This is a very interesting manuscript which suffers from excessive reliance on background knowledge  that is not explained in the introduction, and from the. For example: authors mention states M1 and M2 of the bacteriorhodopsin photocycle without first explaining how they differ from each other; the picture of the photocycle they show as last figure is quite illegible and (crucially) does not allow the reader to understand what is happening in the photocycle.  There are also several places where the text is quite dense (e.g. in the description of the changes in the binding pocket), which makes information extraction exceedingly difficult. The most important flaw, however, lies in the apparent use of a single simulation of each system. Had the authors found dramatic differences in the immediate vicinity of the regions where the systems differ (retinal C13=C14 bond and residue 185) , the use of a single simulation might be enough to draw conclusions, but that is not the case: differences are quite subtle and I cannot therefore be sure that they are not statistical noise. A detailed breakdown of my impression of the paper follows below:

A) Language is sub-par (e.g. "is to know" (line 16) "can apply" (line 28) etc.etc.)
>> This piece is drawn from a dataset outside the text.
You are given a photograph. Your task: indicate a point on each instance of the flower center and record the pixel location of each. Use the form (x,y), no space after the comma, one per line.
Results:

B) in lines 129-135, authors describe differences between the Y185-K126 distances in simulation vs. crystal structure. A figure comparing the simulated and crystal conformations around those residues would be helpful for the reader here.
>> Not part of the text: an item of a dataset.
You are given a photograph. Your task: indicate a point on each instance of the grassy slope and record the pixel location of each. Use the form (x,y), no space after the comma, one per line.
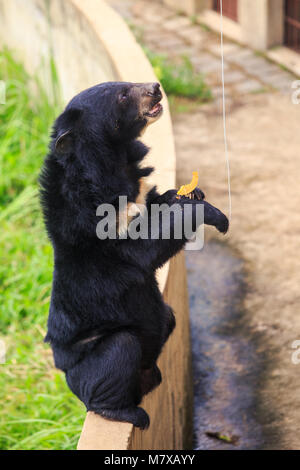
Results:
(37,409)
C) the data in lines 144-160 are very difficult to follow: they mostly consist of lists of distances which the reader can not possibly relate to each other without referring to the pictures (which in turn makes the text itself redundant). I suggest , instead, that authors show the evolution of those distances along the simulation, since that will allow the reader to immediately see how stable those  distances are, how changes in one distance correlate (or not) with changes of other distances, etc., and to provide a table showing the comparison of key distances (+/- std) between WT / mutant and between trans/cis. This same comment applies also to the whole of section 2.3

 

D) It is not clear to me how the cavity volume was measured: I assume the authors mean "cavity volume AFTER removing the retinal", but that is not made explicit anywhere. In lines 163-165: authors state "The cavity volume of WT-bRcis was smaller than that of WT-bRtrans, consistent with the argument that the decrease of the retinal binding pocket volume can strengthen the 13-cis isomer" . Here I believe authors mean "strengthen the ability to bind the 13-cis isomer", but regardless  I cannot see how the decrease in pocket volume can increase binding affinity to one of the isomers, how the volume of the cavity itself gives any information regarding the stabilization of each isomer form, or how the authors establish the direction of any causality relationships. Moreover, since the simulations were performed WITH retinal I cannot quite see how authors can disentangle the effect of the protein-retinal interactions from the effect of the Y185F mutation itself on the empty cavity volume. 

 

E) In figure 2, the legend to panels B and D is the same ("[Superposition..] of WT-bRtrans with Y185F-bRcis").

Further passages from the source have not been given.